The myth of racial difference that was created to sustain American slavery persists today. Slavery did not end in 1865, it evolved. #SlaveryEvolved
enviado por Zakiya Carr para o Portal Geledés
The legacy of slavery can be seen in the presumption of guilt and dangerousness assigned to African Americans, especially young men and boys, the racial profiling and mistreatment that presumption creates, and the racial dynamics of mass incarceration.
“Slavery to Mass Incarceration” is narrated by Bryan Stevenson. The art is by Molly Crabapple.
EJI’s Race and Poverty project explores racial history and attempts to deepen our understanding of the legacy of racial injustice. By telling the truth about our past, EJI believes we can create a different, healthier discourse about race in America.
RACE AND POVERTY
The history of racial inequality and economic injustice in the United States has created continuing challenges for all Americans and we believe more must be done to advance our collective goal of equal justice for all. EJI’s calendar, A History of Racial Injustice, focuses on African American history and is part of an EJI series of forthcoming reports and documents that explore the legacy of racial bias in the United States and its continuing impact on contemporary policies and practices.
The lives of African Americans have been profoundly shaped by the era of slavery, the era of racial terror that continued from the end of Reconstruction until World War II, the era of Jim Crow and racial apartheid that produced the civil rights movement, and now the era of mass incarceration. Too often we have appropriately celebrated black achievement and triumph in the face of these obstacles without exploring the very difficult reality of racial inequality and subordination. EJI believes a deeper understanding of this history is necessary for us to achieve the truth and reconciliation that overcoming historic injustice requires.
EJI’s race and poverty work focusing on mass incarceration continues. In America, one out of every three black men born in 2001 will go to jail or prison if current trends continue. Black men are more than six times more likely to be incarcerated than white men. Nearly a third of black men in Alabama have lost the right to vote after being convicted of a felony. Without reform, it is estimated that 40% of the black male population in the State of Alabama will be permanently disenfranchised due to a criminal conviction.
During the last 40 years, mass incarceration policies have devastated poor and minority communities.

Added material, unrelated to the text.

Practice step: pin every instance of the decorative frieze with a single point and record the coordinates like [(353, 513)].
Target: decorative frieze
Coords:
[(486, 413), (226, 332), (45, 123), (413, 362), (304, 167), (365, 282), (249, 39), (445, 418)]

Disenfranchisement of offenders and the erection of permanent barriers for employment and re-entry have created a growing underclass of largely poor people.
EJI is committed to challenging racially discriminatory policies, sentencing, and tactics that have made mass imprisonment a crisis in many communities of color. Indigent defense reform and providing legal assistance to the poor is vital to alleviate the problems caused by unfair criminal justice policies. EJI addresses these issues through education, community outreach efforts, litigation, and policy reform.